Please let me know what you need



Thanks



José Carlos

  1. Using Engle Granger as well as  the Johansen  method I have the same issue and I also said to email me your solution of the fully working code and backtest. This code in question the Engle Grander pair trading strategy sent to you 28 Jun at 18:22 


  2. Using the Johansen cointegration on 2 Jul at 08:11 I sent you the code Im talking about where the goal is to use percent based orders using a ratio of cash valued weights.

Hello Jane,


  1. Using Engle-Granger as well as the Johansen method I have the same issue and I also said to email me your solution of the fully working code and backtest. The code in question is the Engle Grander pair trading strategy sent to you on 28 Jun at 18:22.



    Answer: To help you, please let me know exactly in which part of your code you have a problem. The use of the Engle-Granger test, the Johansen test, a different hedge ratio, or whatever minor change that your strategy can have, in case everything's alright with your code, might have several results for your strategy performance. 

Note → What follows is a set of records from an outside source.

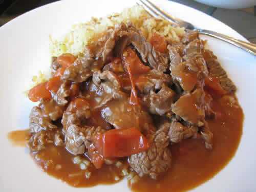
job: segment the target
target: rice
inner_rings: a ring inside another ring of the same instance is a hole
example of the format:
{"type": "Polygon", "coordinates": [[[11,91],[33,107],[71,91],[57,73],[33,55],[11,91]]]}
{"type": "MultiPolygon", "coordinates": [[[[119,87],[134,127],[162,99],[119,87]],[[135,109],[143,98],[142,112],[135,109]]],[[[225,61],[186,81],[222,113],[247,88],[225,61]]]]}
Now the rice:
{"type": "MultiPolygon", "coordinates": [[[[74,25],[71,31],[61,38],[54,39],[50,35],[51,55],[57,57],[63,53],[70,53],[77,56],[83,52],[84,46],[90,44],[94,38],[122,22],[132,23],[142,31],[147,40],[152,34],[157,33],[168,41],[180,41],[185,33],[184,28],[174,27],[167,20],[153,18],[143,7],[136,5],[123,10],[120,13],[112,14],[99,18],[92,17],[88,22],[74,25]]],[[[32,77],[32,83],[29,86],[29,89],[48,81],[50,76],[50,71],[44,73],[39,71],[38,75],[32,77]]],[[[24,93],[27,96],[28,91],[24,93]]]]}
{"type": "Polygon", "coordinates": [[[83,52],[84,46],[90,44],[90,40],[97,35],[122,22],[128,22],[140,29],[147,39],[150,38],[153,33],[157,33],[167,40],[179,41],[185,33],[183,28],[174,27],[166,20],[153,18],[142,6],[136,5],[120,13],[100,18],[92,17],[89,22],[75,25],[70,32],[59,39],[54,39],[50,36],[51,54],[58,56],[70,53],[78,55],[83,52]]]}

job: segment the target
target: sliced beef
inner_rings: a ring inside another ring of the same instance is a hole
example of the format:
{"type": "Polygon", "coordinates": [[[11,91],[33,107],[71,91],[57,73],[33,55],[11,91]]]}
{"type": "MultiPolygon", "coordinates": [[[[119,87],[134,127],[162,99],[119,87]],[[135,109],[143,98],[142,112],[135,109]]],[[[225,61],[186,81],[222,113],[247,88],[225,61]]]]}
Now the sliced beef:
{"type": "Polygon", "coordinates": [[[207,122],[204,122],[204,126],[201,132],[202,138],[204,141],[205,148],[207,150],[212,150],[214,144],[214,134],[210,131],[207,122]]]}
{"type": "Polygon", "coordinates": [[[191,94],[182,96],[172,106],[172,111],[183,120],[190,123],[201,126],[204,124],[204,92],[197,89],[191,94]]]}
{"type": "Polygon", "coordinates": [[[170,111],[175,95],[174,91],[164,84],[157,93],[151,91],[143,100],[152,114],[163,115],[170,111]]]}
{"type": "Polygon", "coordinates": [[[44,117],[49,117],[51,120],[56,121],[62,117],[66,107],[59,105],[53,99],[42,99],[38,106],[41,108],[44,117]]]}
{"type": "Polygon", "coordinates": [[[147,132],[152,124],[151,116],[138,105],[131,105],[127,97],[113,100],[101,110],[104,119],[116,129],[136,127],[147,132]]]}
{"type": "Polygon", "coordinates": [[[171,85],[172,77],[157,70],[150,70],[146,74],[141,75],[136,81],[136,87],[143,94],[147,94],[151,91],[159,91],[164,84],[171,85]]]}
{"type": "Polygon", "coordinates": [[[196,126],[187,127],[176,120],[173,121],[169,125],[168,135],[171,142],[178,143],[183,139],[193,137],[197,134],[198,129],[196,126]]]}
{"type": "Polygon", "coordinates": [[[165,72],[168,68],[167,56],[156,50],[145,38],[138,33],[130,34],[132,44],[140,54],[142,60],[148,62],[153,69],[165,72]]]}
{"type": "Polygon", "coordinates": [[[29,128],[32,133],[41,130],[56,129],[57,126],[52,123],[49,115],[44,113],[42,110],[38,106],[34,106],[29,115],[29,128]]]}
{"type": "Polygon", "coordinates": [[[175,68],[176,66],[182,62],[182,58],[180,55],[179,49],[175,46],[172,46],[169,45],[167,47],[167,48],[169,51],[170,70],[172,71],[173,68],[175,68]]]}
{"type": "Polygon", "coordinates": [[[63,80],[83,82],[91,77],[94,72],[101,69],[109,57],[113,56],[115,38],[123,24],[110,29],[99,38],[92,40],[86,46],[83,56],[78,57],[73,65],[69,67],[62,76],[63,80]]]}
{"type": "Polygon", "coordinates": [[[146,152],[132,155],[128,161],[131,167],[140,177],[149,176],[153,179],[165,173],[170,167],[172,155],[168,148],[169,127],[162,125],[149,137],[152,138],[151,147],[146,152]]]}
{"type": "Polygon", "coordinates": [[[63,115],[61,123],[65,131],[66,147],[74,155],[84,153],[92,143],[92,137],[104,131],[101,127],[86,125],[91,115],[89,103],[81,98],[71,101],[63,115]]]}
{"type": "Polygon", "coordinates": [[[184,58],[193,57],[197,54],[201,54],[204,48],[205,41],[199,39],[195,39],[185,47],[183,50],[184,58]]]}
{"type": "Polygon", "coordinates": [[[118,77],[110,71],[98,71],[93,74],[90,90],[95,93],[96,108],[100,108],[114,99],[121,99],[126,95],[121,90],[118,77]]]}
{"type": "Polygon", "coordinates": [[[74,82],[85,81],[93,75],[93,67],[100,67],[101,62],[101,60],[95,61],[91,57],[78,57],[72,65],[65,70],[61,78],[74,82]]]}
{"type": "Polygon", "coordinates": [[[204,110],[205,111],[205,118],[213,119],[216,117],[216,113],[211,109],[212,97],[210,94],[205,93],[204,97],[204,110]]]}
{"type": "Polygon", "coordinates": [[[40,130],[33,133],[28,143],[28,146],[32,152],[38,152],[46,148],[48,144],[53,143],[55,132],[40,130]]]}
{"type": "Polygon", "coordinates": [[[62,146],[64,145],[65,136],[62,130],[58,129],[54,135],[54,144],[56,146],[62,146]]]}
{"type": "Polygon", "coordinates": [[[228,78],[227,73],[217,60],[209,61],[207,64],[210,75],[218,78],[224,90],[228,93],[234,92],[237,90],[236,86],[228,78]]]}
{"type": "Polygon", "coordinates": [[[202,86],[204,77],[208,75],[207,65],[201,54],[203,42],[196,39],[187,45],[181,54],[175,46],[167,47],[170,57],[170,70],[174,80],[178,82],[184,91],[191,91],[202,86]],[[183,58],[181,55],[185,54],[183,58]]]}
{"type": "Polygon", "coordinates": [[[59,105],[65,106],[68,103],[67,97],[70,95],[71,86],[70,81],[65,81],[61,84],[57,93],[51,91],[52,98],[59,105]]]}
{"type": "Polygon", "coordinates": [[[181,39],[181,42],[183,44],[187,44],[191,42],[199,37],[198,34],[198,32],[197,31],[187,29],[186,30],[186,33],[181,39]]]}
{"type": "Polygon", "coordinates": [[[66,148],[74,155],[84,154],[92,144],[93,137],[105,131],[100,126],[79,126],[71,124],[66,132],[66,148]]]}
{"type": "Polygon", "coordinates": [[[115,46],[114,49],[114,56],[121,58],[123,51],[131,43],[131,38],[129,36],[124,35],[120,37],[115,46]]]}
{"type": "Polygon", "coordinates": [[[52,65],[51,65],[51,73],[52,76],[56,74],[57,70],[61,66],[57,62],[57,57],[52,57],[52,65]]]}

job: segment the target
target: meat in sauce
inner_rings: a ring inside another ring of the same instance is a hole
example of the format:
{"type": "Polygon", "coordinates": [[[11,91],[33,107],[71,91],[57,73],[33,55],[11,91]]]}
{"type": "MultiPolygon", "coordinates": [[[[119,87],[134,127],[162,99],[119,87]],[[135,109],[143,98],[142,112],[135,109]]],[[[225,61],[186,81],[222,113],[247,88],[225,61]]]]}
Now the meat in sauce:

    So, let's give some advice:
  2. Make sure your code doesn't have any errors.
  3. In case there is no error, don't expect your strategy (with different tests, a different combination of the use of different types of hedge ratios and different types of orders, etc) will have similar results for each small change you make to it. 
  4. Performance will change as per any small or big change you make to your strategy. It can be true that small changes might produce similar performance, but you have to be sure that in each section of your strategy outputs the changed inputs are returning similar results.
  5. Don't forget that the Engle-Granger test is a test for univariate equations, the Johansen cointegration test is for multivariate equations. Each test has a different form to calculate the critical values and their own proper distributions. So don't necessarily believe they will make you have similar results.



    I hope this helps
  1. For the Engle Grander strategy sent to you 28 Jun at 18:22 please send me a performance of the corrections you made. Also make sure to run it without your changes to see the contrast before you do.





    These changes you made Jose Carlos Gonzales Tanaka on this blog post 06 Jul 2022.


  2. For the Johansen cointegration I sent on 2 Jul at 08:11 Im not sure where the error is but its in the money mangement area.

Still waiting.

 

Hello Jane,



Unfortunately, we are having issues running your code in the Blueshift platform. Consequently, I cannot help you up to now. Once we resolve the issue. We can do the following:



For 1): Please run your code in the Blueshift platform and if you see there's an error, let us know.



For 2) Can you tell us what error output you get from the Blueshift platform?



Thanks



José Carlos

Please reffer to the code sent to you just now (16th July) for the Johansen cointegration.

Its the same code and its has no error.